One day I forgot her tub and she went for a dip in her water bowl. Is she just a clean bird or something?
This may sound silly but I just want to make sure it's ok that it's an everyday thing not overkill:blush:


----------



## eduardo (Jan 27, 2012)

Wow, she loves water, doesn't she You know, Candy goes into water any chance she gets, even the dog dish, LOL. Tony, not so much. It must be a girl thing


----------



## urbandecayno5 (Oct 24, 2012)

:rofl: Thats got to be some sight, a cockatiel in a dog's water bowl!
I swear Hank must have been a fish in her past life or something


----------



## flippityjib (Dec 13, 2012)

So far mine don't like water. I have misted them, bathed them, showered with them. I think they like the last one best because I'm involved. I am going to get one of those shower perches eventually. So mine don't get bathed ever day.
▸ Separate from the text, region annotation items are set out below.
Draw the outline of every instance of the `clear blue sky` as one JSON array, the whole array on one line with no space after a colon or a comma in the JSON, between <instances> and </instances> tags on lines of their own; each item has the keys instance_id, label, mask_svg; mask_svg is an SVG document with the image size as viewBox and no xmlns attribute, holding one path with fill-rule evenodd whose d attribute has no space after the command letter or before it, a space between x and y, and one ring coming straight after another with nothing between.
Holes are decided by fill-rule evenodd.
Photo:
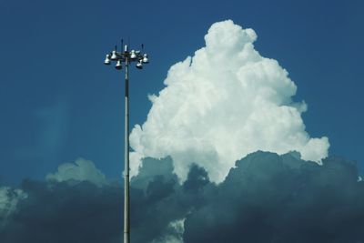
<instances>
[{"instance_id":1,"label":"clear blue sky","mask_svg":"<svg viewBox=\"0 0 364 243\"><path fill-rule=\"evenodd\" d=\"M79 157L119 176L124 73L104 66L105 54L124 37L151 56L130 77L131 125L141 124L168 67L225 19L253 28L256 48L289 72L308 133L363 163L363 10L359 0L0 0L0 183L41 178Z\"/></svg>"}]
</instances>

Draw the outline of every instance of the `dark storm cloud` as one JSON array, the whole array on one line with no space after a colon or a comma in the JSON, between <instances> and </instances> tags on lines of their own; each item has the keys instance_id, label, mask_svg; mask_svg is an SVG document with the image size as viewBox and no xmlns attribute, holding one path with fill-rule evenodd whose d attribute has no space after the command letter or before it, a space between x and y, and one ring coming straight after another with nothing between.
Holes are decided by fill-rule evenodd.
<instances>
[{"instance_id":1,"label":"dark storm cloud","mask_svg":"<svg viewBox=\"0 0 364 243\"><path fill-rule=\"evenodd\" d=\"M132 179L132 242L364 242L364 183L353 162L257 152L219 185L196 165L181 184L172 165L146 158ZM27 197L0 218L0 242L120 242L117 183L25 180L21 189ZM171 227L185 218L184 233Z\"/></svg>"},{"instance_id":2,"label":"dark storm cloud","mask_svg":"<svg viewBox=\"0 0 364 243\"><path fill-rule=\"evenodd\" d=\"M258 152L236 166L187 216L185 242L364 242L355 163Z\"/></svg>"}]
</instances>

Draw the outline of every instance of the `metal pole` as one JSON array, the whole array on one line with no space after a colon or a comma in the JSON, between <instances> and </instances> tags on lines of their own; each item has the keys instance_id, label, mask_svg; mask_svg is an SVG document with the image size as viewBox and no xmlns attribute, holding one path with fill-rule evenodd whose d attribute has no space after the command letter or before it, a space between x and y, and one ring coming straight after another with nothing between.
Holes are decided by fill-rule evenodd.
<instances>
[{"instance_id":1,"label":"metal pole","mask_svg":"<svg viewBox=\"0 0 364 243\"><path fill-rule=\"evenodd\" d=\"M127 51L127 46L125 46ZM129 60L126 57L125 78L125 171L124 171L124 243L130 242L129 225Z\"/></svg>"}]
</instances>

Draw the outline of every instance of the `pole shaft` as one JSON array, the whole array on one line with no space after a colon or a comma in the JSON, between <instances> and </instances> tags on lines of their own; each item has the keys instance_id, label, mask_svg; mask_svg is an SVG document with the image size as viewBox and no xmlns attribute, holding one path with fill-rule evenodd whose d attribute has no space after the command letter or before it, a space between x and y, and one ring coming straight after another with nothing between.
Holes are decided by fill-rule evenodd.
<instances>
[{"instance_id":1,"label":"pole shaft","mask_svg":"<svg viewBox=\"0 0 364 243\"><path fill-rule=\"evenodd\" d=\"M124 243L130 242L129 208L129 60L126 58L125 77L125 170L124 170Z\"/></svg>"}]
</instances>

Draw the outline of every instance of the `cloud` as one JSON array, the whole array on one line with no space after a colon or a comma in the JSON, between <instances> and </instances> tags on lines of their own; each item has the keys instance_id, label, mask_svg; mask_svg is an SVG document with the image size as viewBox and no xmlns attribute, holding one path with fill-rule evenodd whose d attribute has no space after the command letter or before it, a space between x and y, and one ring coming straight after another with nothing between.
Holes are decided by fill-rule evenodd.
<instances>
[{"instance_id":1,"label":"cloud","mask_svg":"<svg viewBox=\"0 0 364 243\"><path fill-rule=\"evenodd\" d=\"M364 182L354 162L329 157L319 166L259 151L217 185L196 164L180 184L173 164L145 158L133 177L132 242L364 242ZM0 242L120 242L122 185L74 182L1 187Z\"/></svg>"},{"instance_id":2,"label":"cloud","mask_svg":"<svg viewBox=\"0 0 364 243\"><path fill-rule=\"evenodd\" d=\"M221 182L236 160L257 151L296 150L320 163L328 156L326 137L310 138L295 103L297 86L278 61L254 48L257 35L232 21L212 25L206 46L172 66L166 87L150 96L147 121L130 135L132 174L140 159L170 156L187 178L191 163Z\"/></svg>"},{"instance_id":3,"label":"cloud","mask_svg":"<svg viewBox=\"0 0 364 243\"><path fill-rule=\"evenodd\" d=\"M57 182L88 181L99 187L106 182L105 175L95 167L92 161L81 157L77 158L75 164L62 164L56 173L46 175L46 178Z\"/></svg>"},{"instance_id":4,"label":"cloud","mask_svg":"<svg viewBox=\"0 0 364 243\"><path fill-rule=\"evenodd\" d=\"M8 217L16 211L19 201L26 197L27 194L21 189L0 187L0 227L4 226Z\"/></svg>"},{"instance_id":5,"label":"cloud","mask_svg":"<svg viewBox=\"0 0 364 243\"><path fill-rule=\"evenodd\" d=\"M342 158L257 152L211 193L187 215L186 243L364 242L364 184Z\"/></svg>"}]
</instances>

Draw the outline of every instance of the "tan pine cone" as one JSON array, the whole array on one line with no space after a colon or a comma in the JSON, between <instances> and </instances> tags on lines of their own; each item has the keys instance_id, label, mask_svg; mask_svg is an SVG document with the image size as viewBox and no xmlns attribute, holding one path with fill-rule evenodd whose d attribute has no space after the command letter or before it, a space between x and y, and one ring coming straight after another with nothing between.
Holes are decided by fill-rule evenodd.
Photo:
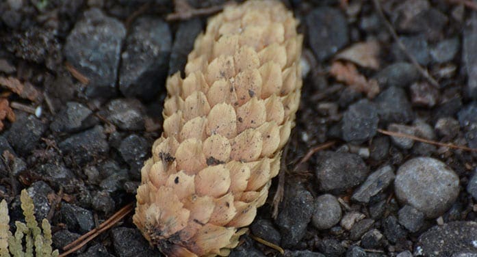
<instances>
[{"instance_id":1,"label":"tan pine cone","mask_svg":"<svg viewBox=\"0 0 477 257\"><path fill-rule=\"evenodd\" d=\"M265 202L300 100L297 24L276 1L228 6L168 78L133 217L168 256L227 256Z\"/></svg>"}]
</instances>

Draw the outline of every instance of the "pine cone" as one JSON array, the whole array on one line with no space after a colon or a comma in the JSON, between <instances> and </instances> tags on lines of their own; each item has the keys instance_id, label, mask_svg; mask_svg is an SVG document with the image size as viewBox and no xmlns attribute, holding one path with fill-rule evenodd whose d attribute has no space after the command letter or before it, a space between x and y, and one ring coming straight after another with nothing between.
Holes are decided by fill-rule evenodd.
<instances>
[{"instance_id":1,"label":"pine cone","mask_svg":"<svg viewBox=\"0 0 477 257\"><path fill-rule=\"evenodd\" d=\"M300 100L297 24L276 1L228 6L168 79L133 220L168 256L227 256L265 202Z\"/></svg>"}]
</instances>

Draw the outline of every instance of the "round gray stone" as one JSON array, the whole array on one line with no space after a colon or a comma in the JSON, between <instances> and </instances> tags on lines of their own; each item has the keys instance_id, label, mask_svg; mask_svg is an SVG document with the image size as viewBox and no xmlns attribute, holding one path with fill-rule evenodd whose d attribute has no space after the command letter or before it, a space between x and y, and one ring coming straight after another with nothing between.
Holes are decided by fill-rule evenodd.
<instances>
[{"instance_id":1,"label":"round gray stone","mask_svg":"<svg viewBox=\"0 0 477 257\"><path fill-rule=\"evenodd\" d=\"M459 176L440 161L417 157L399 167L394 190L402 203L434 218L446 212L457 198Z\"/></svg>"}]
</instances>

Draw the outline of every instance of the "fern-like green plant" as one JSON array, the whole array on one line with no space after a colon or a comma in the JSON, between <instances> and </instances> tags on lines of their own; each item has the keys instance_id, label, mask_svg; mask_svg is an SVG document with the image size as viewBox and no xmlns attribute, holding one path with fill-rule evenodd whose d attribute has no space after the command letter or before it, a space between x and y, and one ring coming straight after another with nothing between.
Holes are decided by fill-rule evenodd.
<instances>
[{"instance_id":1,"label":"fern-like green plant","mask_svg":"<svg viewBox=\"0 0 477 257\"><path fill-rule=\"evenodd\" d=\"M14 235L10 231L7 202L5 200L0 202L0 257L57 256L58 250L53 251L51 248L51 226L48 220L43 219L42 228L38 227L33 200L25 189L21 191L20 201L26 224L15 221Z\"/></svg>"}]
</instances>

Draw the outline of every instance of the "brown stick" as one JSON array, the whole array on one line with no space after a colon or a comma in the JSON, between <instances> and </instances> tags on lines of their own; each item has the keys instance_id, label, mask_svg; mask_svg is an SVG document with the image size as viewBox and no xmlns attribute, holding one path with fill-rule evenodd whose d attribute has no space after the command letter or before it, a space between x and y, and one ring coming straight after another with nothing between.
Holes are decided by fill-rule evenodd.
<instances>
[{"instance_id":1,"label":"brown stick","mask_svg":"<svg viewBox=\"0 0 477 257\"><path fill-rule=\"evenodd\" d=\"M133 203L130 203L123 207L120 210L114 213L110 218L103 222L98 228L94 228L88 233L79 236L77 239L66 245L63 247L64 251L66 251L61 254L59 257L64 257L72 252L76 252L84 245L88 243L96 236L99 236L101 232L112 227L118 223L121 219L125 217L133 210Z\"/></svg>"},{"instance_id":2,"label":"brown stick","mask_svg":"<svg viewBox=\"0 0 477 257\"><path fill-rule=\"evenodd\" d=\"M433 145L435 145L435 146L445 146L445 147L448 147L450 148L453 148L453 149L463 150L464 151L477 152L477 148L471 148L469 147L463 146L456 146L452 143L441 143L441 142L438 142L437 141L428 140L428 139L426 139L424 138L417 137L416 137L415 135L412 135L404 134L404 133L400 133L398 132L392 132L392 131L385 131L383 129L380 129L380 128L378 128L378 132L379 132L381 134L387 135L390 135L392 137L406 137L406 138L409 138L409 139L411 139L413 140L419 141L420 142L427 143L427 144L433 144Z\"/></svg>"}]
</instances>

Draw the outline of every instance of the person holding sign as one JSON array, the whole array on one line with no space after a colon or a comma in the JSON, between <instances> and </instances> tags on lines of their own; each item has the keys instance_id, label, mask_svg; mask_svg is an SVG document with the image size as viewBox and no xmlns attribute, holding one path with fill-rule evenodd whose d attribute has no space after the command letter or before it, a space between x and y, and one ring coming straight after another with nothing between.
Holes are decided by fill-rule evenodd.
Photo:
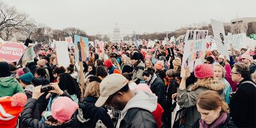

I wish they would.


----------



## dshiro2012 (Feb 4, 2013)

I try to take them in the shower at least twice a week, since that's where we seem to do our best bonding, but then again I'll mist them most days if they don't go in the shower. I noticed Baby HATES being misted, but Rajah loves it. I caught him bathing in their water dish just 1 day after giving him a shower, so I took him in the shower with me again and gave them new water. lol

But I would like to know how much is too much as well, I don't want to end up drying out their skin....


----------



## urbandecayno5 (Oct 24, 2012)

dshiro2012 said:


> I try to take them in the shower at least twice a week, since that's where we seem to do our best bonding, but then again I'll mist them most days if they don't go in the shower. I noticed Baby HATES being misted, but Rajah loves it. I caught him bathing in their water dish just 1 day after giving him a shower, so I took him in the shower with me again and gave them new water. lol
> 
> But I would like to know how much is too much as well, I don't want to end up drying out their skin....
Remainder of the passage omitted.